Для секса не подошел, слишком уж болтлив.
В творческом плане – тоже, мне перестали нравиться твои работы.
В вопросах бизнеса я бы сказала, что ты ноль, но ведь есть еще и отрицательные числа.
Остается вариант эскорт-услуг – мне полезно познакомиться с разными людьми, а ты все еще красив, мы могли бы вместе выходить в свет.
Но до Нового года я работаю как лошадь (у меня, видишь ли, появились постоянные заказы в журналах), а потом истечет срок, отпущенный тебе на перемены. От тебя и так осталась половина, а к середине зимы, полагаю, ты совсем распадешься.

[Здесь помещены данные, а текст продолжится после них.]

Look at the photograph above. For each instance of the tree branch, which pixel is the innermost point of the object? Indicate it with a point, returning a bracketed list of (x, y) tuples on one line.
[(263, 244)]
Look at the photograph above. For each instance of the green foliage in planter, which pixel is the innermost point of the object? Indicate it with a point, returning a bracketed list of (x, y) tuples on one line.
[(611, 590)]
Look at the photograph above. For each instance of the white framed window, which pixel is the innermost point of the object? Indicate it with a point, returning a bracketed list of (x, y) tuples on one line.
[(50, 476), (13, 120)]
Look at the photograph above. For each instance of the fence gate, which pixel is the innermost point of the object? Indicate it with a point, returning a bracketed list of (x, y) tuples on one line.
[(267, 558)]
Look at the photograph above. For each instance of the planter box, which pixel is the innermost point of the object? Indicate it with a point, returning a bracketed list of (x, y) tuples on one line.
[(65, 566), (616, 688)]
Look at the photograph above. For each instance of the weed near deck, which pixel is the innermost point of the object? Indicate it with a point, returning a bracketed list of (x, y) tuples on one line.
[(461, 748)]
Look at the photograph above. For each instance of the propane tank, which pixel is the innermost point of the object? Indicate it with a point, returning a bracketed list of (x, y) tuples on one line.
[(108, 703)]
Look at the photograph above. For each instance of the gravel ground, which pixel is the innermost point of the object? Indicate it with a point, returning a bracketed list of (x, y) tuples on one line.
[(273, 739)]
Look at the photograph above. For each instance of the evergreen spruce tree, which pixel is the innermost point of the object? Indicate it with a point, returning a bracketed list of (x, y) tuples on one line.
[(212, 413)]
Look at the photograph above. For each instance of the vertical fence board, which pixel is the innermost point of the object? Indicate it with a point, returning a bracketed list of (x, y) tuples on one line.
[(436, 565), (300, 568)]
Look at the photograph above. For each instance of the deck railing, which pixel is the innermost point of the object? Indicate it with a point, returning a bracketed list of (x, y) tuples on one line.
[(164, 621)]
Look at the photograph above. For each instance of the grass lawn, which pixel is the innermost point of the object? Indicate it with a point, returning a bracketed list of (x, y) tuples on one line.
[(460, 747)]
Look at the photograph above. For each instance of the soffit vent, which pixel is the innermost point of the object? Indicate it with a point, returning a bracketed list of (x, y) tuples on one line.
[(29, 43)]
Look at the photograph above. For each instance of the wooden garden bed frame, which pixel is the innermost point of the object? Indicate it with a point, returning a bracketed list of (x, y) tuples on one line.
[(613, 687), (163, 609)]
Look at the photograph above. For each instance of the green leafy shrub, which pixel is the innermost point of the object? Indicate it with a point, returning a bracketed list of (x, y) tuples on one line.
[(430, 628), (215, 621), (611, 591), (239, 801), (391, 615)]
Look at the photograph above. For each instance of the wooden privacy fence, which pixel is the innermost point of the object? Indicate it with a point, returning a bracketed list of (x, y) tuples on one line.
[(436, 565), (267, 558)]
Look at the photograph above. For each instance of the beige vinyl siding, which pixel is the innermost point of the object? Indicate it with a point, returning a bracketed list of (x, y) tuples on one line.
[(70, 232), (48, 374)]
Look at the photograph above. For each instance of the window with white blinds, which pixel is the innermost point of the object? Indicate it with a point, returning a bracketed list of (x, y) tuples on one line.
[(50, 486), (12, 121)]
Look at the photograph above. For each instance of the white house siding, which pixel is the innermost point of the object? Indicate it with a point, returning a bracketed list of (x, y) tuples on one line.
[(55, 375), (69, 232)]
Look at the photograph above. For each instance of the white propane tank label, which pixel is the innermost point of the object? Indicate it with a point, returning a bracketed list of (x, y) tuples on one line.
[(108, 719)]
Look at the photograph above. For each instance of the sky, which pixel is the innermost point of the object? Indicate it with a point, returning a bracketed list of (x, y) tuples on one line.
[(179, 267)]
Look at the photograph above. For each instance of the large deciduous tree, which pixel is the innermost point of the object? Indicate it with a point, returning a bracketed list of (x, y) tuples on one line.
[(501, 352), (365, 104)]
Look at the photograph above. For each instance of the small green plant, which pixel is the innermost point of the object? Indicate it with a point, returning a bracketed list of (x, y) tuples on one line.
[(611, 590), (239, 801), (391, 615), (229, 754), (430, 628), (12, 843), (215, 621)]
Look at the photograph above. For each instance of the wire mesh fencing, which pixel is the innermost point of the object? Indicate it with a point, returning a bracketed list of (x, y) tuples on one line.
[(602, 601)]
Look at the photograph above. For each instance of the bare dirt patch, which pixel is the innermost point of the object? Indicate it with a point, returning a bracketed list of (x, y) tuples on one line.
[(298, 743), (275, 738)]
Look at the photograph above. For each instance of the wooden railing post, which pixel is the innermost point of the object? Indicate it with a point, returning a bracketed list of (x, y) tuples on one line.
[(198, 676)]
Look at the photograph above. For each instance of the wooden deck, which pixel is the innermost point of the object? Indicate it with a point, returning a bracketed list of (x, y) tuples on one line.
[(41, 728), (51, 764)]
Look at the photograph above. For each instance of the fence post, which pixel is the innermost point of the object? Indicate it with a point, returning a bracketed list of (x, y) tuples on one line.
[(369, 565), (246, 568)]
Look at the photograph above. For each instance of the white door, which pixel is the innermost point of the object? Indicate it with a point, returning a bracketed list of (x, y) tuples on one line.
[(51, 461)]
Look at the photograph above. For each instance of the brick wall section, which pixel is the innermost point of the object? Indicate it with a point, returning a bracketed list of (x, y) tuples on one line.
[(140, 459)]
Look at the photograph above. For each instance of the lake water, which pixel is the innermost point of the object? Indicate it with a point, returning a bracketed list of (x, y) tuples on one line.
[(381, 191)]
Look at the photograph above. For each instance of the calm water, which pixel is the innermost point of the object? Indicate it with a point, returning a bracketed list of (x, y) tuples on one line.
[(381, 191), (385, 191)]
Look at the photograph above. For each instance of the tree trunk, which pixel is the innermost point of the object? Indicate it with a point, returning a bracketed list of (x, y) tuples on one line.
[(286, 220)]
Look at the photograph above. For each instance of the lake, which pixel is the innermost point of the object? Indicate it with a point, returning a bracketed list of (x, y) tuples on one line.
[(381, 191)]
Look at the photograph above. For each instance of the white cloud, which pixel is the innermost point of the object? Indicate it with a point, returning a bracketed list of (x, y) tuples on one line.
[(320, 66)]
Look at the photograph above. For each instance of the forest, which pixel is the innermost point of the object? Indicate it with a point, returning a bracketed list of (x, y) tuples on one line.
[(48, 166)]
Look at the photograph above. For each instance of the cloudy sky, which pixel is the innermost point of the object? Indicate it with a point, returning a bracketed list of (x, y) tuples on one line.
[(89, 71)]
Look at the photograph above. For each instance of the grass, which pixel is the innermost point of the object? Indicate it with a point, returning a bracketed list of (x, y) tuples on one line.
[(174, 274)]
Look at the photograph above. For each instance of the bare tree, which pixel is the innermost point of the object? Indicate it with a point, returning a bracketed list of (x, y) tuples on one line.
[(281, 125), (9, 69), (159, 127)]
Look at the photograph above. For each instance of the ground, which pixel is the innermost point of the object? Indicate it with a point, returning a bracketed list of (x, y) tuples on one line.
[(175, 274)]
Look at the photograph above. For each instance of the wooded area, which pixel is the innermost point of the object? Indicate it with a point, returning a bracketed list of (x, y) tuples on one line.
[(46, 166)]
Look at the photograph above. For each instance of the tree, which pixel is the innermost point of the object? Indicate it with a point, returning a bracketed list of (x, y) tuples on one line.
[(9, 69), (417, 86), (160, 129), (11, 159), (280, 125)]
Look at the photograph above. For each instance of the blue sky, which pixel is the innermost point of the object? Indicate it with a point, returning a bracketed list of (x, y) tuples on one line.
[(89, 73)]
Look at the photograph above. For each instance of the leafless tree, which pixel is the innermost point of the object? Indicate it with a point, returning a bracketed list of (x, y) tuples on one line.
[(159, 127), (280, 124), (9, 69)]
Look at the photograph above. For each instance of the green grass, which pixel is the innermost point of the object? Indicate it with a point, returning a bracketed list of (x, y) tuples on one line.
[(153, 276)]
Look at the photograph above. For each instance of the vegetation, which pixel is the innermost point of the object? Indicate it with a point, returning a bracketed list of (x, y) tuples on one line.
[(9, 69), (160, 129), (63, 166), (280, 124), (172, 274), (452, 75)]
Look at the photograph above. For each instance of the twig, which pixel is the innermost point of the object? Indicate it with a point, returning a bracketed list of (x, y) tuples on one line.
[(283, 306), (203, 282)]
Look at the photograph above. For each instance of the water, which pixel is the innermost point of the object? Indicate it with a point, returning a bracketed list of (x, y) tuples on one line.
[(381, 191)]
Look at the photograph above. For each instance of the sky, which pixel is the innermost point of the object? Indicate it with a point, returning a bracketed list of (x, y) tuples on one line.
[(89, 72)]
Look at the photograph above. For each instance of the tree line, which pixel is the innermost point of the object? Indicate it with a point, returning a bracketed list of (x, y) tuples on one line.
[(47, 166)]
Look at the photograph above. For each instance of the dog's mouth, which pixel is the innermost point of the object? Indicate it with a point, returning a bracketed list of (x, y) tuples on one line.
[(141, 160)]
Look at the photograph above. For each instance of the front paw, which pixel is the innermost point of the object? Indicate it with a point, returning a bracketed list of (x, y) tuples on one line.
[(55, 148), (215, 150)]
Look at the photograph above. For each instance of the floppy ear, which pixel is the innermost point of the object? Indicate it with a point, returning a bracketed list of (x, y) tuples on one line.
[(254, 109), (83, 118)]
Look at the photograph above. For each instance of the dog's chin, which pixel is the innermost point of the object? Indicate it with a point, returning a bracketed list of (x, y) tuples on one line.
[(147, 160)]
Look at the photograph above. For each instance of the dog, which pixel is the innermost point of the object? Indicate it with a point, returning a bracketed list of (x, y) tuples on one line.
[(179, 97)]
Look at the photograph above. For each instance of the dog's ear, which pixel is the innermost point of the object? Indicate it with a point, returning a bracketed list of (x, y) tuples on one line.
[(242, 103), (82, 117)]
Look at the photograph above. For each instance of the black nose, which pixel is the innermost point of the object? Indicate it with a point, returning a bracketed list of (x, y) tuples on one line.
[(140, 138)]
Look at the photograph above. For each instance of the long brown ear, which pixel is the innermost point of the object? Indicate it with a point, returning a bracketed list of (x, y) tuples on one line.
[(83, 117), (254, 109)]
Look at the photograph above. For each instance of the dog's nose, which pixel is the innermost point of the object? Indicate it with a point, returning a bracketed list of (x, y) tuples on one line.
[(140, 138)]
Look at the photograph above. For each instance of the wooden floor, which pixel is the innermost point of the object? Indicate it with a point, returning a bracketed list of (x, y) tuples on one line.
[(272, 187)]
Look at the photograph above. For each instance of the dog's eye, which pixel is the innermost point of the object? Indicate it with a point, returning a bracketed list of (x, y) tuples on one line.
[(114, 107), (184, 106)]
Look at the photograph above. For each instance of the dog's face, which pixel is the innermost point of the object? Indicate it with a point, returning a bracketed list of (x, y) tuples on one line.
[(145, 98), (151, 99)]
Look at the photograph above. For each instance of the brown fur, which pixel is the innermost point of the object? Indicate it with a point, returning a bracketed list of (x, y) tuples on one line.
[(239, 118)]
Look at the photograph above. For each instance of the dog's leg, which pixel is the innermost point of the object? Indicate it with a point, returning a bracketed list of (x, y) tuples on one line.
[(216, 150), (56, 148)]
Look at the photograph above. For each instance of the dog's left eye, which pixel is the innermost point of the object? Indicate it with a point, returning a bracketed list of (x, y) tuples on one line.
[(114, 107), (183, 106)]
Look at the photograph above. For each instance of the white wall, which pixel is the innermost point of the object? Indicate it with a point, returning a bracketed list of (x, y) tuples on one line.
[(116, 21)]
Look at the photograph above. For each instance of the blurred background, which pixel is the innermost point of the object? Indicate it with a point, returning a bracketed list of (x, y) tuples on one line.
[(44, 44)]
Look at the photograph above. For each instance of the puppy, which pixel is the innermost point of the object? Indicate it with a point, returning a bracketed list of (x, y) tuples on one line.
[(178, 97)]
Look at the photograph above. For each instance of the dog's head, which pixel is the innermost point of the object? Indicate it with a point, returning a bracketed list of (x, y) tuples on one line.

И почему это ты пытаешься использовать именно меня для организации своих дурацких дел? Тебе прекрасно удается работа с посредственностями, путем несложных манипуляций и простеньких сексуальных практик ты умудряешься добиться вполне адекватных результатов. Так поручи это своей девушке! Зачем пытаться подмять столь ненадежное «творческое» существо, как я, с кучей принципов и разноцветных фобий, и приставить его к продюсерской деятельности? Это короли назначали художника или поэта главным постельничим, а ты всего лишь мальчик с окраины, таланты на побегушках тебе не по карману.